Home : Network Programming |
The Domain Name System |
Every computer on the Internet has an IP address (which is similar to the telephone number) because the internet infrastrucutre only understands IP addresses. IP addresses are 32 bit numbers usually represented as four numbers separated by dots. The good thing is that when we access the web, we specify the domain name instead of the IP address. For example, the URL "http://www.google.com" contains the domain name www.google.com. Imagine how difficult it would be if we had to specify 216.239.41.99 (the IP address) instead of www.google.com (the domain name). Not satisfied yet, imagine having to remember IP addresses of each website you access.
The Domain Name System (DNS) is the system that allows us to use a familiar string of letters (the "domain name") instead of the arcane IP address. The DNS translates the domain name into the IP address behind our backs and makes life easy for us. It also makes sure that the email that you send to someone@hotmail.com reaches the correct IP address.
The DNS is a hierarchical structure, somwhat like an inverted tree. At the very top is the root, below which are the various Top Level Domains (TLD) including org, com, net, edu, info, biz etc and the country-level domains like in (India),fi (Finland), ca (Canada) etc . Below this are various second-level domains like yahoo, hotmail, ernet, google etc. There may be may be upto 127 levels. The levels are separated by a dot ".". The lower most level (the one farthest away from the root) is mention first. "people.csa.iisc.ernet.in" is an example of a 5 level domain name.

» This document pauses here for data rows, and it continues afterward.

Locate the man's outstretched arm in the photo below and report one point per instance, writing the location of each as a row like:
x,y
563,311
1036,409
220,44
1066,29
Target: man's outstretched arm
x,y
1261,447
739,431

This tree structure is divided into "zones", each of which has its own "name server". Name servers are computers which remember the host name to IP address mappings of all the host in a zone. They also know the address of name servers for their "sub domains". So in essence, the name server for a particular zone has information that can lead you to any host that lies below it in the tree. If it does not have the IP address of that host, it can give you the address of a name server that may have it. At the heart of the DNS are the 13 root servers which are the name servers of the TLD. The servers are uniquely named A, B, C and so on up to M. Ten of these servers reside in the United States, one in Japan, one in London, and one in Stockholm, Sweden. Every name server knows the IP addresses of the root servers.
Every host computer has a program called a "resolver" that takes the domain name from the user and converts it into an IP address. The resolver has the IP address of a few DNS name servers which it can query. Let us say you wanted to find the IP address of www.google.com, you would ask your resolver which in turn would ask one of the known name server.
Do you know the IP address of www.google.com ?
Assuming that the name server does not know the answer, it would reply ?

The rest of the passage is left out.